Boy, was I wrong. A traffic collision in Madera, combined with highway construction, had created the perfect storm. Freeway 99 was clogged with a miles-long traffic standstill.
For the record, traffic is my biggest annoyance. I want to get where I’m going, and get there with the least amount of hassle.
So, yes, I was grumpy. Not as grumpy as in the past, because this was not a deadline situation, and I am mellowing with age. But still, it stalled us and I don’t relish being stalled.
We decided stop for lunch to wait out the jam, then got back on the freeway and endured a few more patches of highway construction around Modesto and Stockton. Finally we arrived at our destination, a four-hour drive stretched to six.
That gave me plenty of time to ponder my impatience. My irritation. My Geezer grumpiness.
And with that musing, I pondered why we humans — more specifically, we Americans — can get so darned ticked off about everything.
When did we become so impatient? So angry? So demanding?
Angry at traffic jams. Angry at our City leaders. Angry because our kids can’t attend school. Angry because they go back, but only for two days.
Angry because we have to wear a mask or angry because our neighbor won’t wear one. Angry at the old people on in front of us at the checkout who are counting pennies and dimes to pay for their milk and cookies, wondering why they don’t just swipe plastic like the rest of us.
The reasons for our displeasure are the usual social, cultural, even political issues. But much of our irritation is merely rooted in impatience - at slowness, at inconvenience, at those who act and believe differently from us.
Since I am a guilty party, I have begun to take notice of impatience in all of its forms.
Those of us over 50 can remember a time when seeking knowledge and information required a trip to a library to find an encyclopedia or other reference book. And if we needed a telephone number or address, we would grab the phone book and search its pages.
Today, everything we need to know is at our fingertips — literally, on our phones and tablets.
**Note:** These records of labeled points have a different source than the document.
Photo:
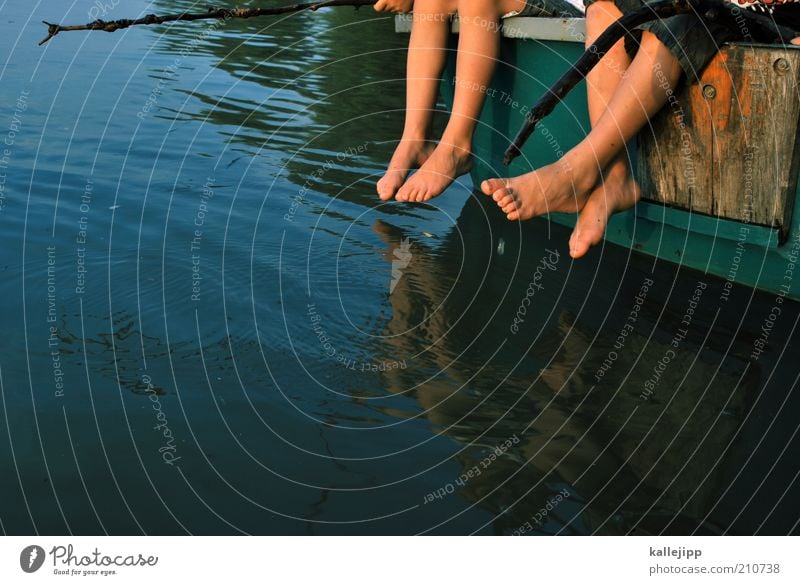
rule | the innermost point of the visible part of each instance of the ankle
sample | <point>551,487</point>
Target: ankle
<point>583,171</point>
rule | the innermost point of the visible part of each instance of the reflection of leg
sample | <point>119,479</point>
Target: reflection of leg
<point>477,53</point>
<point>565,185</point>
<point>426,60</point>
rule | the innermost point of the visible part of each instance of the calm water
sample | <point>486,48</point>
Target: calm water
<point>211,325</point>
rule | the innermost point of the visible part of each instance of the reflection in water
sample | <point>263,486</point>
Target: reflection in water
<point>325,362</point>
<point>630,458</point>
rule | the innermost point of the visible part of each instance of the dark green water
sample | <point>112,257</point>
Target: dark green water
<point>211,325</point>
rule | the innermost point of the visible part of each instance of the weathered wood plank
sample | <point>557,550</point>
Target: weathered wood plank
<point>729,146</point>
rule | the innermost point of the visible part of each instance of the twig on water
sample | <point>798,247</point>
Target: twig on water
<point>211,13</point>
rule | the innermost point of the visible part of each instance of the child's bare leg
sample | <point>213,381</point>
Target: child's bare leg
<point>565,185</point>
<point>426,60</point>
<point>617,190</point>
<point>478,46</point>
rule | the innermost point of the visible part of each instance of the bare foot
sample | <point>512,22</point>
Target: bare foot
<point>556,187</point>
<point>616,191</point>
<point>409,154</point>
<point>442,167</point>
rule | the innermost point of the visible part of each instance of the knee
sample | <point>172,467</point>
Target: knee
<point>435,6</point>
<point>604,10</point>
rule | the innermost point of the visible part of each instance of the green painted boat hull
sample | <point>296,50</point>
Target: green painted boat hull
<point>739,253</point>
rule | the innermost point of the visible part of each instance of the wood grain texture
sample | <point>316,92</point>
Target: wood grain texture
<point>729,145</point>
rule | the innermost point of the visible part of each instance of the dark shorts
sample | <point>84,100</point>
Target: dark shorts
<point>693,41</point>
<point>550,8</point>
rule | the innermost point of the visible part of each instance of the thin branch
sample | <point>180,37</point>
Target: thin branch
<point>725,13</point>
<point>211,13</point>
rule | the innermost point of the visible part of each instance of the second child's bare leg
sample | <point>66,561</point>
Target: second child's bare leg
<point>426,60</point>
<point>478,47</point>
<point>616,190</point>
<point>566,184</point>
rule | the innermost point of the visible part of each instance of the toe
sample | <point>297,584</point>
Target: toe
<point>386,188</point>
<point>500,195</point>
<point>578,246</point>
<point>505,202</point>
<point>490,186</point>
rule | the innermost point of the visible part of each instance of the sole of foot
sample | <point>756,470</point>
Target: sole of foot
<point>553,188</point>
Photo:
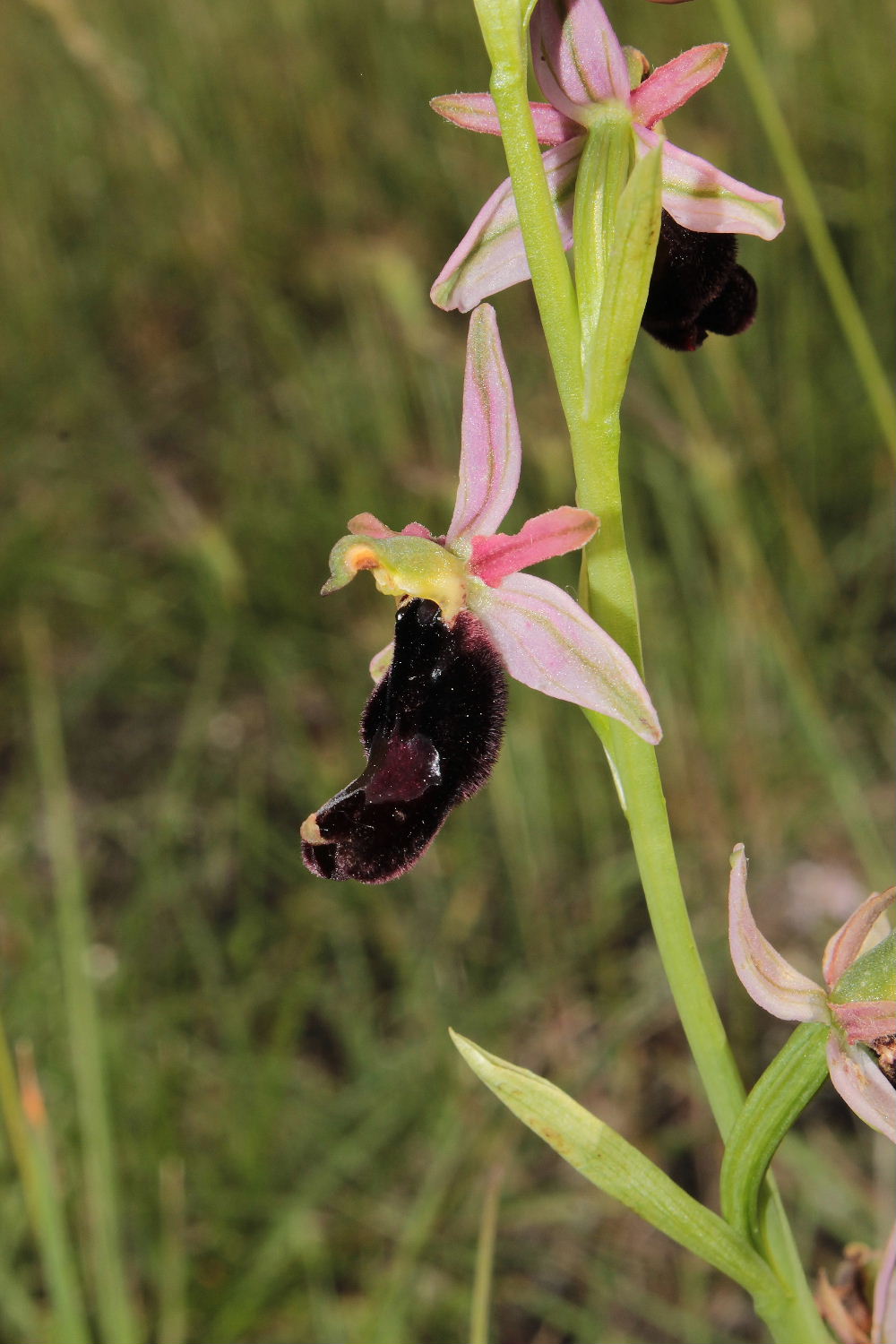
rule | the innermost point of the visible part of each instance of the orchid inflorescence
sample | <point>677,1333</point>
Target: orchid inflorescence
<point>858,999</point>
<point>584,73</point>
<point>466,613</point>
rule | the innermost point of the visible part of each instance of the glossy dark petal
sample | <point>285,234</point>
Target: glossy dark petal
<point>697,288</point>
<point>432,731</point>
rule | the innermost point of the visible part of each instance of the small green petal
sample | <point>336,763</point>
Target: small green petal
<point>402,566</point>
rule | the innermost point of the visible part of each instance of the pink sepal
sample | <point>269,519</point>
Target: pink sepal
<point>863,1086</point>
<point>552,645</point>
<point>549,534</point>
<point>368,524</point>
<point>490,452</point>
<point>669,86</point>
<point>866,1021</point>
<point>477,112</point>
<point>490,255</point>
<point>576,56</point>
<point>848,943</point>
<point>771,981</point>
<point>707,201</point>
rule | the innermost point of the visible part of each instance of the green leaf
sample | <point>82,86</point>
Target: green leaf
<point>607,355</point>
<point>616,1167</point>
<point>786,1088</point>
<point>603,172</point>
<point>504,23</point>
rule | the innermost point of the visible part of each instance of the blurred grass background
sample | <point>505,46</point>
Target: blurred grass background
<point>220,225</point>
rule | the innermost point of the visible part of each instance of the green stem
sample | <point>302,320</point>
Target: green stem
<point>613,602</point>
<point>611,597</point>
<point>116,1314</point>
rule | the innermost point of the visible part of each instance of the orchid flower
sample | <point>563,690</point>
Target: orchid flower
<point>466,615</point>
<point>858,999</point>
<point>844,1304</point>
<point>581,69</point>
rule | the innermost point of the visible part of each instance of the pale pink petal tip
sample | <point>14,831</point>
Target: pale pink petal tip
<point>490,257</point>
<point>866,1021</point>
<point>863,1086</point>
<point>707,201</point>
<point>382,661</point>
<point>767,978</point>
<point>549,534</point>
<point>367,524</point>
<point>848,943</point>
<point>477,112</point>
<point>490,452</point>
<point>551,644</point>
<point>672,85</point>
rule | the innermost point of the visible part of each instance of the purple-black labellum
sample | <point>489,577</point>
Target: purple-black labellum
<point>432,731</point>
<point>696,288</point>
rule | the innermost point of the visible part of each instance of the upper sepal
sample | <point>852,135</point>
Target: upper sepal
<point>401,566</point>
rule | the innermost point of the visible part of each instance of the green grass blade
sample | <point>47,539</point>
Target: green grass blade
<point>117,1320</point>
<point>802,195</point>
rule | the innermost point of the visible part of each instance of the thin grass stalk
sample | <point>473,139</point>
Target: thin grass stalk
<point>117,1320</point>
<point>54,1244</point>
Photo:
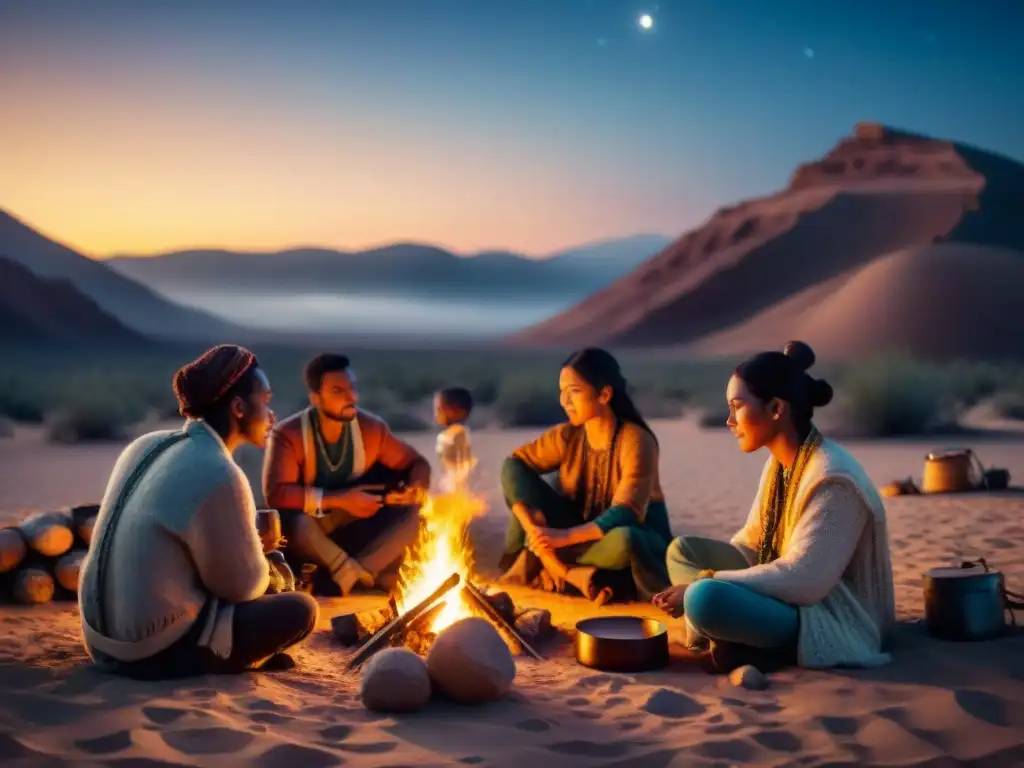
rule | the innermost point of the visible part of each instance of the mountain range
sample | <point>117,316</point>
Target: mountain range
<point>399,269</point>
<point>894,242</point>
<point>51,310</point>
<point>133,304</point>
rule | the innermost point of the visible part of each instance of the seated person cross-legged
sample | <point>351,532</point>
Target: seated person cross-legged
<point>327,469</point>
<point>174,581</point>
<point>808,580</point>
<point>604,528</point>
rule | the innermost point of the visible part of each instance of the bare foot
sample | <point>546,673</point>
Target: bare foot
<point>671,601</point>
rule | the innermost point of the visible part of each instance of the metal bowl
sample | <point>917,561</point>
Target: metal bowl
<point>622,643</point>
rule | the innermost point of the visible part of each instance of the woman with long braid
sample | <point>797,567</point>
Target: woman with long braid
<point>808,579</point>
<point>604,528</point>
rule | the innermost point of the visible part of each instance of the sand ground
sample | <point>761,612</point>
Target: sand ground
<point>937,705</point>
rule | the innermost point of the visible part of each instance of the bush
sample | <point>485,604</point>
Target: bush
<point>89,422</point>
<point>890,397</point>
<point>522,404</point>
<point>1010,404</point>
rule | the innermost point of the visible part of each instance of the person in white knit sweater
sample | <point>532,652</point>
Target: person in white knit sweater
<point>175,578</point>
<point>808,579</point>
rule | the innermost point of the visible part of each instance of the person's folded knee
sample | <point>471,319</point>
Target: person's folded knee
<point>704,601</point>
<point>302,609</point>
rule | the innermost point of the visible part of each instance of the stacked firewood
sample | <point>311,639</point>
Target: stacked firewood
<point>41,557</point>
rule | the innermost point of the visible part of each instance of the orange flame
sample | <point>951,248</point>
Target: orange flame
<point>442,549</point>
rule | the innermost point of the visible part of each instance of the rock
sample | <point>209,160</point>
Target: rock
<point>68,569</point>
<point>470,663</point>
<point>749,677</point>
<point>48,534</point>
<point>345,629</point>
<point>12,549</point>
<point>534,624</point>
<point>501,602</point>
<point>33,586</point>
<point>394,680</point>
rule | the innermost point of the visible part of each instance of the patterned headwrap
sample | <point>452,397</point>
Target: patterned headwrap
<point>207,379</point>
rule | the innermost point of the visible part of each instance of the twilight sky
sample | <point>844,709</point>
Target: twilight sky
<point>527,125</point>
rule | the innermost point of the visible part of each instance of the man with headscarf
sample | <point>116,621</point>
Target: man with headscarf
<point>325,470</point>
<point>175,578</point>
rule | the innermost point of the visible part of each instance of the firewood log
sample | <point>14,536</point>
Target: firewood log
<point>32,586</point>
<point>12,549</point>
<point>68,568</point>
<point>48,532</point>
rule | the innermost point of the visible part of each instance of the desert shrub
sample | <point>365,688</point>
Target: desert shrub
<point>91,421</point>
<point>525,403</point>
<point>1010,404</point>
<point>20,401</point>
<point>892,396</point>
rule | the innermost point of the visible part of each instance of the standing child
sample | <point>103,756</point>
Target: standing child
<point>452,410</point>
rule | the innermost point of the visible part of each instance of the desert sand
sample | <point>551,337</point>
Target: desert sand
<point>937,705</point>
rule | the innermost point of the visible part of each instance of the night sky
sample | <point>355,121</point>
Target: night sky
<point>527,125</point>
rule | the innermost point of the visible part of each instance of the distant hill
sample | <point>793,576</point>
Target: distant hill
<point>893,241</point>
<point>404,268</point>
<point>35,310</point>
<point>135,305</point>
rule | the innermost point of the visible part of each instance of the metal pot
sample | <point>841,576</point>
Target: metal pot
<point>966,603</point>
<point>622,643</point>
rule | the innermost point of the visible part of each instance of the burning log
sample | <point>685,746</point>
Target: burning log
<point>48,534</point>
<point>398,625</point>
<point>32,586</point>
<point>68,568</point>
<point>492,612</point>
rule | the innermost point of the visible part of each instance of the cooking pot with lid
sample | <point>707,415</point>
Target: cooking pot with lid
<point>970,602</point>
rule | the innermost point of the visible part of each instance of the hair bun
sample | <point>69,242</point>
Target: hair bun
<point>800,352</point>
<point>821,392</point>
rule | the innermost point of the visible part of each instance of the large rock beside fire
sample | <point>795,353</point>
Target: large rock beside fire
<point>395,680</point>
<point>470,663</point>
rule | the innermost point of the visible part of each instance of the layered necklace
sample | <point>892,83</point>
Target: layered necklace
<point>779,496</point>
<point>597,465</point>
<point>332,466</point>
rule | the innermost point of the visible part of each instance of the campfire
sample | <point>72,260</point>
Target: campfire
<point>437,588</point>
<point>443,548</point>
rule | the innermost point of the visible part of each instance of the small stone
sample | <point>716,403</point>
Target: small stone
<point>749,677</point>
<point>345,629</point>
<point>501,602</point>
<point>470,663</point>
<point>395,680</point>
<point>534,624</point>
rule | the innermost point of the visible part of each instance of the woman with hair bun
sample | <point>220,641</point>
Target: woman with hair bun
<point>808,579</point>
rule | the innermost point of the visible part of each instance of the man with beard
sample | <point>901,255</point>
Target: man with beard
<point>348,491</point>
<point>174,582</point>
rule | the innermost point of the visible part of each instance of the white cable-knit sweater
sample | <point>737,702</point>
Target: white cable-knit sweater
<point>187,536</point>
<point>834,562</point>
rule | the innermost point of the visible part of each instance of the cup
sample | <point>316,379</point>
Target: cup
<point>268,524</point>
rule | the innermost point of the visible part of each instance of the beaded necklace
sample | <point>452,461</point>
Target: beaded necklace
<point>779,496</point>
And yet we get impatient if it takes more than a couple of seconds for our device to find what we need.
We used to pay our bills using a check in a stamped envelope through the post office. Now we do it electronically, and if it takes more than 30 seconds to complete the process, we become irritated.
My six-year-old grandson has started timing our car rides. “How many minutes, Grandpa?” he asks when I drive him back to Fresno.
His mother did the same when she was his age. On trips to SoCal to visit relatives, by the time we hit Visalia she’d start asking, “Are we in Bakersfield yet?” (Somehow, she had figured out that Bakersfield was halfway to Grandma’s house.)
Seeing impatience in children has made me a bit more aware of my own failings. Which is all part of the human growth cycle, even for those of us old retired folks. And seeing myself in my offspring, in some weird way, helps me deal with grandparenting issues.